10.1210/en.2005-0951 ◽

2006 ◽

Vol 147 (2) ◽

pp. 891-898 ◽

Cited By ~ 22

Author(s):

Damian G. Romero ◽

Gaston R. Vergara ◽

Zheng Zhu ◽

Gina S. Covington ◽

Maria W. Plonczynski ◽

...

Keyword(s):

Immune System ◽

Angiotensin Ii ◽

Adrenal Gland ◽

Interferon Γ ◽

Cell Culture Supernatant ◽

Adrenocortical Cells ◽

Adrenal Cells ◽

Endothelin 1 ◽

H295r Cells ◽

First Time

The adrenal gland secretes several cytokines, and cytokines modulate steroid secretion by this gland.

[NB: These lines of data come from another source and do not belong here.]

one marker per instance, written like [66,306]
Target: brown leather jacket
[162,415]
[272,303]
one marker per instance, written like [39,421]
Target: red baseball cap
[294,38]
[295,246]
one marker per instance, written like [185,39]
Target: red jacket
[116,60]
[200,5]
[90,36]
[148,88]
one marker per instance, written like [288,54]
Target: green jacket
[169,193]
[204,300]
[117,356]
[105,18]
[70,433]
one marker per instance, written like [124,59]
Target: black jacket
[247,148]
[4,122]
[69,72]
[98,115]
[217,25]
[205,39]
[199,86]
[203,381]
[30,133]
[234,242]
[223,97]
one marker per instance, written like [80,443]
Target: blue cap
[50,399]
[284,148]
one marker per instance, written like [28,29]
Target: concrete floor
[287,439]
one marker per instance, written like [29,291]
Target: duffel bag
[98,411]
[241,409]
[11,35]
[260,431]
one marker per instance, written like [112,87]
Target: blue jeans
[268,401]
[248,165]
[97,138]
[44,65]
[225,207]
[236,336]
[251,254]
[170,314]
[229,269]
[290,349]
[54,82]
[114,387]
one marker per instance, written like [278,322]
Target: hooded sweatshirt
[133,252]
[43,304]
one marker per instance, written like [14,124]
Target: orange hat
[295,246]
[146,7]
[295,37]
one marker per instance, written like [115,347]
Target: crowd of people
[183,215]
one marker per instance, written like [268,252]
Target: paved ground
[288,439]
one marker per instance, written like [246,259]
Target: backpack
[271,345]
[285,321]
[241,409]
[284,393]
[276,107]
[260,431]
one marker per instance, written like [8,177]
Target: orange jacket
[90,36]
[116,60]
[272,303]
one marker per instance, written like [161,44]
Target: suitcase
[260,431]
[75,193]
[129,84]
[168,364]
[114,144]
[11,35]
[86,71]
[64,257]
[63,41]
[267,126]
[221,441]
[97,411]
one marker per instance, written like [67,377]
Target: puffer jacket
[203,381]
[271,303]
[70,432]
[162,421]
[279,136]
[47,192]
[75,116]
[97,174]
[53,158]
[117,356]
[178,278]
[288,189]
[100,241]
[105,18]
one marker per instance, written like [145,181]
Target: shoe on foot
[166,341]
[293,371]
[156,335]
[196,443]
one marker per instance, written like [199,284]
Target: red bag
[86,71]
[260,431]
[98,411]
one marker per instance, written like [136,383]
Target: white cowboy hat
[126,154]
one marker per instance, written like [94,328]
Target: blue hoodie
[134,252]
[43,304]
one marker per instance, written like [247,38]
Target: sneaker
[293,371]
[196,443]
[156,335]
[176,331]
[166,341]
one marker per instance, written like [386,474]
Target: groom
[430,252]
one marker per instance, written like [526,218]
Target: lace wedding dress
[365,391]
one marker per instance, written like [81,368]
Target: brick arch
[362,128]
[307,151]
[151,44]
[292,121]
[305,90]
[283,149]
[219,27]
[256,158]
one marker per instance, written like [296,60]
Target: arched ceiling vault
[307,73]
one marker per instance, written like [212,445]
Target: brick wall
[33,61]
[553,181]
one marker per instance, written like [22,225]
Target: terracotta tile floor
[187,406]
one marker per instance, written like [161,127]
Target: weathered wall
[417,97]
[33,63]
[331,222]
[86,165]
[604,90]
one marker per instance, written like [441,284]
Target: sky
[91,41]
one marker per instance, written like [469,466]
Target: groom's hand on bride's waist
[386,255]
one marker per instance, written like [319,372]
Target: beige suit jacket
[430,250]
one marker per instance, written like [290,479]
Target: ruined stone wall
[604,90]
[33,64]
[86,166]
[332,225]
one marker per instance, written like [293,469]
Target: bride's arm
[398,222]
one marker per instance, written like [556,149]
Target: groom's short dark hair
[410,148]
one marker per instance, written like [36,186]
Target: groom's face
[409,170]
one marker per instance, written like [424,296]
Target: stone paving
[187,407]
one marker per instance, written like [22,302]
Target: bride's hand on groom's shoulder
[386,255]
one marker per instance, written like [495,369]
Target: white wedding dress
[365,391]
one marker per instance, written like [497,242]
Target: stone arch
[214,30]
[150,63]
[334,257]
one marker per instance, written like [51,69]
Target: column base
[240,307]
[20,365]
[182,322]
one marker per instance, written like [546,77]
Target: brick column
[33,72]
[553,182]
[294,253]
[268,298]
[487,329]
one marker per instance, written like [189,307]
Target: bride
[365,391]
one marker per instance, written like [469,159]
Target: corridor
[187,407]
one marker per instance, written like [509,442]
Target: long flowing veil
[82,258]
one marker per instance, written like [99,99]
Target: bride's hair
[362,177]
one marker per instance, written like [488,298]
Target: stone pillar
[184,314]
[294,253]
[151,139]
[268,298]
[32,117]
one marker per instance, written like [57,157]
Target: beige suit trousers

In this study, a survey of cytokine production by H295R human adrenocortical cells demonstrated that these cells secreted IL-2, IL-4, IL-8, IL-10, IL-13, and TNFα but not IL-5, IL-12, or interferon-γ. IL-8 was the IL secreted at higher concentration. IL-8 secretion, its regulation, and role in steroidogenesis were further studied. Secreted ILs and steroids were measured by ELISA in cell culture supernatant. IL-8 mRNA was quantified by real-time RT-PCR. H295R cells and human adrenal gland expressed IL-8 mRNA. Angiotensin II, potassium, endothelin-1, IL-1α, IL-1β, TNFα, and Escherichia coli lipopolysaccharide dose-dependently increase IL-8 secretion by H295R cells after 24 h incubation. IL-6 had no effect on IL-8 secretion. Angiotensin II time-dependently increased IL-8 secretion by H295R cells up to 48 h. Angiotensin II caused a biphasic increase in IL-8 mRNA expression with a peak 6 h after stimulation. TNFα synergized angiotensin II, potassium, and IL-1α-mediated IL-8 secretion. IL-8 did not modify aldosterone or cortisol secretion by H295R cells under basal or stimulated (angiotensin II or potassium) conditions. In conclusion, it is demonstrated for the first time that human adrenal cells expressed and secreted IL-8 under the regulation of angiotensin II, potassium, endothelin-1, and immune peptides. Adrenal-secreted IL-8 is one point of convergence between the adrenal gland and the immune system and may have relevance in physiological and pathophysiological conditions associated with increased levels of aldosterone secretagogues and the immune system.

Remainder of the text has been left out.